GOSHEN—The killing of five police officers during a civil protest last week took place in Dallas, but it was felt all around the country, and Orange County was no exception.
At a vigil for the fallen officers organized by the sheriff’s office on July 12, several in law enforcement said they felt the event was a symbol of the times.
“It’s very, very unsettling,” said former Town of Newburgh police officer Mark Merring, who retired 16 years ago. “We were once a very ‘together’ community back [when I was an officer] and now, most of the guys I talk to today, they’re kind of reluctant to do their job.”
“You gotta make sure you keep your eyes in the back of your head now,” said State Trooper Rob Saracelli. “More now than ever.”
“Officers are being targeted today,” said Port Jervis Police Chief William Worden during the ceremony. “Sadly to date, we have lost 61 of our brothers and sisters this year alone in the line of duty.”
There is no easy solution to the problems law enforcement face, but training helps, said Sheriff Carl DuBois.
The two constants in law enforcement are change and training, he said, and a lot of that training has to do with improving communication and character building.
“Clear and concise communication is the cornerstone to carry out the duties,” he said. “Intuition, character, compassion, among other personality traits, are all the tools of the trade.”
The attack on police July 7 was carried out by a lone sniper, Micah Xavier Johnson, 25, of Mesquite, Texas, a military veteran who served in Afghanistan.
He shot at police from a community college building near a civil protest on police brutality, killing five police officers and wounding nine others. He reportedly told police he wanted to kill white people.

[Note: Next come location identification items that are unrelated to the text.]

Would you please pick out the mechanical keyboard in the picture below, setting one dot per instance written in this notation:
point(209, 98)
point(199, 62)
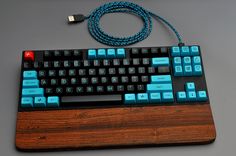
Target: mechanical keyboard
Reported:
point(113, 77)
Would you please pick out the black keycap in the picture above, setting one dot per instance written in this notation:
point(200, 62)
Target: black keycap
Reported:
point(136, 62)
point(131, 70)
point(102, 71)
point(54, 82)
point(120, 88)
point(145, 61)
point(126, 62)
point(114, 79)
point(67, 53)
point(121, 71)
point(116, 62)
point(92, 72)
point(130, 88)
point(134, 79)
point(140, 88)
point(42, 73)
point(64, 81)
point(110, 88)
point(56, 64)
point(100, 89)
point(51, 73)
point(112, 71)
point(57, 53)
point(62, 73)
point(141, 70)
point(151, 70)
point(164, 51)
point(144, 79)
point(68, 101)
point(164, 70)
point(124, 79)
point(82, 72)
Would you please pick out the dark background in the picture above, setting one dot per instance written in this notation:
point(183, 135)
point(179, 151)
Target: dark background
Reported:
point(42, 24)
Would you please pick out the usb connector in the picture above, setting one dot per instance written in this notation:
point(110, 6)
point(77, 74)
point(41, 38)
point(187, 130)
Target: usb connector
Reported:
point(76, 18)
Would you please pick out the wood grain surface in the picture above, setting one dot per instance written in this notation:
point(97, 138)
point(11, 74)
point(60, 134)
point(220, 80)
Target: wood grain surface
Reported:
point(114, 127)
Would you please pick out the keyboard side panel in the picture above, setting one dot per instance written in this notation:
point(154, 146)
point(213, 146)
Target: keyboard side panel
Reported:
point(114, 127)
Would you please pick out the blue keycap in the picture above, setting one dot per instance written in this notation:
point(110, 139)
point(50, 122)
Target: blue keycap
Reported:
point(154, 97)
point(130, 99)
point(194, 50)
point(161, 79)
point(31, 74)
point(187, 60)
point(111, 53)
point(160, 61)
point(30, 83)
point(181, 96)
point(159, 87)
point(185, 51)
point(120, 53)
point(53, 101)
point(32, 92)
point(202, 95)
point(197, 70)
point(175, 51)
point(188, 70)
point(191, 96)
point(190, 86)
point(40, 102)
point(177, 61)
point(196, 60)
point(142, 98)
point(92, 54)
point(26, 102)
point(178, 71)
point(167, 97)
point(101, 53)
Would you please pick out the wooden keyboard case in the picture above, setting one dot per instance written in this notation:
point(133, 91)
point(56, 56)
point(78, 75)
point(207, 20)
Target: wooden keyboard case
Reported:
point(114, 127)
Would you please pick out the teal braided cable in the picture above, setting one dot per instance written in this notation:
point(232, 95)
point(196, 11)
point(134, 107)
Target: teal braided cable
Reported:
point(125, 7)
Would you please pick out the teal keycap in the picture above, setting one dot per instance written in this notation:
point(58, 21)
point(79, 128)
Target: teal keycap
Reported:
point(188, 70)
point(161, 79)
point(181, 96)
point(202, 95)
point(120, 53)
point(167, 97)
point(142, 98)
point(175, 51)
point(185, 51)
point(191, 96)
point(30, 83)
point(190, 86)
point(177, 61)
point(194, 50)
point(53, 101)
point(187, 60)
point(160, 61)
point(32, 92)
point(196, 60)
point(111, 53)
point(178, 71)
point(92, 54)
point(40, 102)
point(101, 53)
point(197, 70)
point(30, 74)
point(159, 87)
point(130, 99)
point(155, 97)
point(26, 102)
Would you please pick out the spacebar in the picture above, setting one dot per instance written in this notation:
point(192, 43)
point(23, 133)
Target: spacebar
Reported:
point(91, 100)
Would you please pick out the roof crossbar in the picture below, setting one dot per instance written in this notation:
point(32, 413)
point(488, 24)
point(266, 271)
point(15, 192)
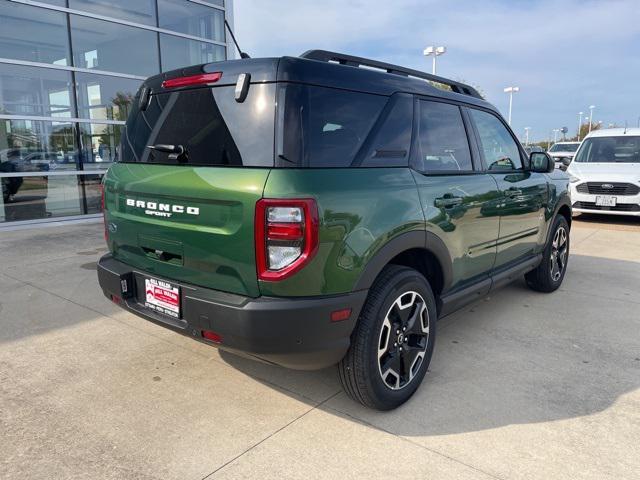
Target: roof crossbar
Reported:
point(343, 59)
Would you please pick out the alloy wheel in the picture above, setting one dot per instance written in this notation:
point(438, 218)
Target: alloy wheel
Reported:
point(559, 251)
point(403, 340)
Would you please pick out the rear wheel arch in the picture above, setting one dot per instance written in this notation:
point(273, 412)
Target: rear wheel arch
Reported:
point(423, 251)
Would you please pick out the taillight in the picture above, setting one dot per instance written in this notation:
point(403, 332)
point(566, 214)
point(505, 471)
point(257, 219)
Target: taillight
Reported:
point(200, 79)
point(286, 236)
point(104, 215)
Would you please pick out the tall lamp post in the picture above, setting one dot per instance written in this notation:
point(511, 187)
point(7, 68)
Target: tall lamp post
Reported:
point(511, 91)
point(434, 52)
point(591, 107)
point(579, 123)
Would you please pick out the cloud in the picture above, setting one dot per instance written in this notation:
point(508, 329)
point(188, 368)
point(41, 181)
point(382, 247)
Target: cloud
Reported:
point(563, 54)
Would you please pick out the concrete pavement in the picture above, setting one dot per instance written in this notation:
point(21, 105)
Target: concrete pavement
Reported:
point(522, 385)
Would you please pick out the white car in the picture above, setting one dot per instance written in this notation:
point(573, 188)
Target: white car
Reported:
point(605, 173)
point(562, 153)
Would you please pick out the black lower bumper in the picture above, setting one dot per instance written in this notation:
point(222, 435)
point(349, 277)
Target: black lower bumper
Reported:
point(293, 332)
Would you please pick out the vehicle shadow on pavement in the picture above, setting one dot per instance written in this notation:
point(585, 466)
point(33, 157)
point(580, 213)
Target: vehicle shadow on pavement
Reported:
point(516, 357)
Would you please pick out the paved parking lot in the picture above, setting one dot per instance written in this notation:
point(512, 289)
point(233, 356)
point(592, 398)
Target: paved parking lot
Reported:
point(522, 385)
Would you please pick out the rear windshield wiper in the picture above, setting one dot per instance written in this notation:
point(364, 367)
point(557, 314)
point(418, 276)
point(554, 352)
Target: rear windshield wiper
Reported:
point(176, 152)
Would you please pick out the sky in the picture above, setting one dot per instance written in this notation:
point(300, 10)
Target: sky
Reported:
point(564, 55)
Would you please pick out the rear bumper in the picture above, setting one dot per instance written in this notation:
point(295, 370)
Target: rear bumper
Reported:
point(291, 332)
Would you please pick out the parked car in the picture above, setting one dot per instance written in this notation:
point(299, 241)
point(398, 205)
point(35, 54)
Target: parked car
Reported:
point(317, 210)
point(562, 153)
point(605, 175)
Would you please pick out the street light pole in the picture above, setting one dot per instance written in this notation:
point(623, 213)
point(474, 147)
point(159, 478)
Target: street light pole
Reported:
point(434, 52)
point(511, 91)
point(579, 123)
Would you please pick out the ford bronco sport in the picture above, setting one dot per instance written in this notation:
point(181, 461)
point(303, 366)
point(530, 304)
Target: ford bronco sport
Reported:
point(324, 209)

Police eventually stopped Johnson by detonating an explosive that killed him.
District Attorney David Hoovler encouraged people to stop by the memorial in front of the county courthouse in Goshen, which honors over 25 county police officers who have died in the line of duty.
One retired police officer chose to pay his respects to the fallen officers by running from his home in Middletown to the memorial, 6.2 miles away.
“It’s a show of strength for Dallas,” said runner Anthony Lucarelli who retired from the Middletown Police Department in 2000.